Use any herbs and spices you desire. I personally recommend pink Himalayan sea salt instead of regular salt for your foods. The health benefits are endless since it’s so rich in micronutrients. Try and minimize the use of condiments high in sugar, like traditional ketchup. Feel free to use as much mustard and Tabasco sauce as you like, though, since they are pretty much calorie-free. Just be wary of nutritional labels and check the macros before covering your food in anything.
Drink tea and coffee!
Feel free to drink as much tea and coffee as you desire. Just try to avoid adding sugar and dairy. Tea and coffee can be great for increasing your metabolism and mobilizing fat!
Eating out and weekly re-feed guidelines
As we know, eating out can get in the way of health and fitness goals. But don’t let that stop you from having a life. Be flexible and enjoy life while being fit and healthy. It just takes some planning, preparation, and flexibility on your behalf to enjoy both.
- Be prepared and know when you are going out
If you know you are going out to dinner or to a BBQ, then adjust your diet throughout the day. Perhaps cut your fats out of all your previous meals in preparation for fatty sausages or chips later at night. Or earn your nights out by planning your hardest training session of the week in the morning. It’s been proven that your body uses nutrients better after you have trained.
- Make sensible food choices when out
Sometimes a night out will be unplanned and you’ll be dragged to a friends house to socialize. Don’t suffer and not eat for your fitness goals. Just make sensible decisions.

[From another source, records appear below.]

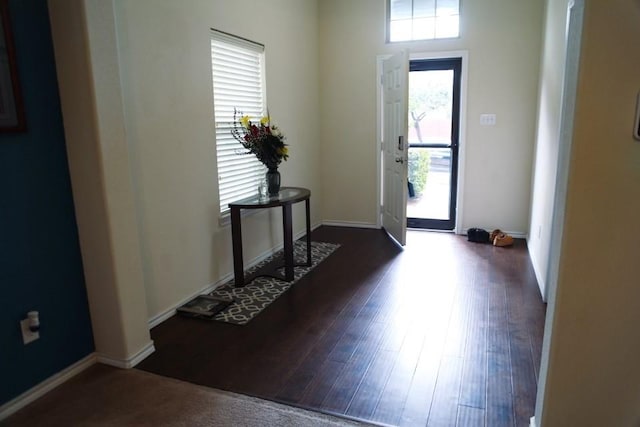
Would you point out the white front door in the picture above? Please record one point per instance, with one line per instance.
(395, 71)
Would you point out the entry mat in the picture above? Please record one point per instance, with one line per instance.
(240, 305)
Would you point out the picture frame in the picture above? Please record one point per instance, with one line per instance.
(12, 117)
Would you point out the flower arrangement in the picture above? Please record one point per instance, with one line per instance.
(263, 139)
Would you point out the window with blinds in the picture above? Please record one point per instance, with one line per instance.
(238, 83)
(422, 19)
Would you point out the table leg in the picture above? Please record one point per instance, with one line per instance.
(288, 242)
(236, 237)
(308, 211)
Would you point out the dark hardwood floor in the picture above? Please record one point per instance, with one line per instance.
(443, 333)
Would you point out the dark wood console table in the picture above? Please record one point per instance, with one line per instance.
(285, 199)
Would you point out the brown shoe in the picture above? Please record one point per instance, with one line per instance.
(503, 239)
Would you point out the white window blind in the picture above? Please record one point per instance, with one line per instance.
(238, 82)
(422, 19)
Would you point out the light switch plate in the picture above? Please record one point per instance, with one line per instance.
(27, 335)
(488, 119)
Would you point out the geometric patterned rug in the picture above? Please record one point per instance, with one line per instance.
(251, 299)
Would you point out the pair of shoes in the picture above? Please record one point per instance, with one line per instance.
(498, 238)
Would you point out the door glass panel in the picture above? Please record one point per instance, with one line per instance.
(429, 183)
(430, 146)
(430, 107)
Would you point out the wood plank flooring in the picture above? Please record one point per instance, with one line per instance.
(443, 333)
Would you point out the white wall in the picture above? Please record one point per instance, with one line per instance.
(593, 372)
(164, 51)
(547, 138)
(503, 40)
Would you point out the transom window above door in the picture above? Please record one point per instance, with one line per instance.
(422, 19)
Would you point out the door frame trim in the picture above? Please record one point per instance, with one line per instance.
(464, 56)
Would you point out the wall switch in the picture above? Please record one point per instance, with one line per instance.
(27, 335)
(488, 119)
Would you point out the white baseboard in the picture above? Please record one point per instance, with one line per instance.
(131, 361)
(45, 386)
(353, 224)
(159, 318)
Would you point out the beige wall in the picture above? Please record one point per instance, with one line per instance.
(164, 51)
(594, 374)
(547, 138)
(86, 60)
(503, 41)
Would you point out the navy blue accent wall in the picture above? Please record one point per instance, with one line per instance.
(40, 262)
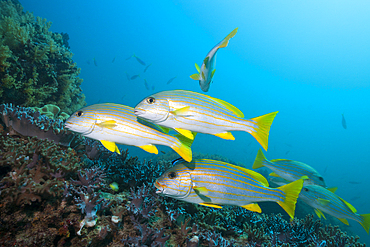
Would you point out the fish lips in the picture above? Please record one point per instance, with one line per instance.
(139, 112)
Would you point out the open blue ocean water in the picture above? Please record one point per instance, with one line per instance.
(309, 60)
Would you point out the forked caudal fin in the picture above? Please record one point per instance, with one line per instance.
(260, 158)
(261, 131)
(183, 147)
(365, 223)
(291, 191)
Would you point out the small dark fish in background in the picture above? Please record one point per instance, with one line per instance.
(146, 84)
(344, 123)
(354, 182)
(139, 60)
(146, 68)
(170, 80)
(128, 76)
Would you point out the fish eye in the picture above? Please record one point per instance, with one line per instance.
(150, 100)
(172, 175)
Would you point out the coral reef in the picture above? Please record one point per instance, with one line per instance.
(27, 122)
(36, 66)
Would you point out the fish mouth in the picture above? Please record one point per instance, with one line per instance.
(159, 187)
(139, 112)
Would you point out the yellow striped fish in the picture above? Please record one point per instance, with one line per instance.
(289, 169)
(213, 183)
(187, 111)
(114, 123)
(324, 200)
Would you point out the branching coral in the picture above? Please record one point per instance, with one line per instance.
(36, 66)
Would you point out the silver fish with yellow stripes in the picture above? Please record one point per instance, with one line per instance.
(187, 111)
(114, 123)
(289, 169)
(324, 200)
(207, 71)
(213, 183)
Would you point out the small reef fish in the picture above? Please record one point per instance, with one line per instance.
(146, 85)
(128, 76)
(289, 169)
(213, 183)
(137, 59)
(146, 68)
(344, 123)
(170, 80)
(324, 200)
(187, 111)
(114, 123)
(207, 71)
(114, 186)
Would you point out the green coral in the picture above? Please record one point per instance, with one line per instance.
(36, 66)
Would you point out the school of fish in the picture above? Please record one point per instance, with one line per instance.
(206, 182)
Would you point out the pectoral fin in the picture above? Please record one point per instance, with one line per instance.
(210, 205)
(107, 124)
(344, 221)
(225, 135)
(182, 112)
(195, 77)
(149, 148)
(323, 202)
(197, 67)
(253, 207)
(213, 73)
(201, 190)
(111, 146)
(187, 133)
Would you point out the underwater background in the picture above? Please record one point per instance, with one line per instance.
(309, 60)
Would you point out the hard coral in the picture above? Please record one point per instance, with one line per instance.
(36, 66)
(27, 122)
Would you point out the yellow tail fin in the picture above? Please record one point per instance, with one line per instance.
(225, 41)
(291, 191)
(365, 222)
(258, 162)
(183, 147)
(261, 132)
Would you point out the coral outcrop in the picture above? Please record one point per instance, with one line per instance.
(36, 66)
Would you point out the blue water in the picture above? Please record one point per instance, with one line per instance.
(309, 60)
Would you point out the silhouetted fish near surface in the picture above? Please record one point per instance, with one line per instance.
(207, 70)
(170, 80)
(128, 76)
(146, 68)
(344, 123)
(146, 84)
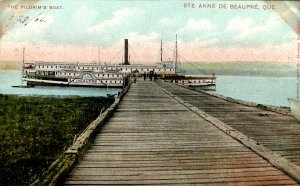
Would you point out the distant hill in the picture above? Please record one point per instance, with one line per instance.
(241, 68)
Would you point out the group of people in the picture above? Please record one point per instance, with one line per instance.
(151, 76)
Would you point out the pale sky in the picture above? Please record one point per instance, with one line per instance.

Handy tips for eating out without counting macros
- Try and drink as much water before you get there. It adds volume to your stomach and fills you up, making you less likely to indulge in food.
- Choose meats and vegetables first before eating a carb source like pasta or rice in order to fill yourself up.
- Eat slowly, since it takes time for your body to register what you have eaten and the feeling of fullness to develop. Be mindful of your eating habits: chew more, eat slower, and allow food to digest properly.
- Eat until you feel about 80% full.
- Don’t feel guilty when you eat off of the “plan”!
Life happens. You aren’t a professional athlete forced to follow strict rules. Even top-level athletes struggle with their own battles of health and fitness. Don’t let the illusion of discipline stop you. Strong habits, consistency, and persistence is the key. One bad meal won’t set you back, just like one healthy meal won’t turn you into a fitness model. Enjoy the journey as well as the destination!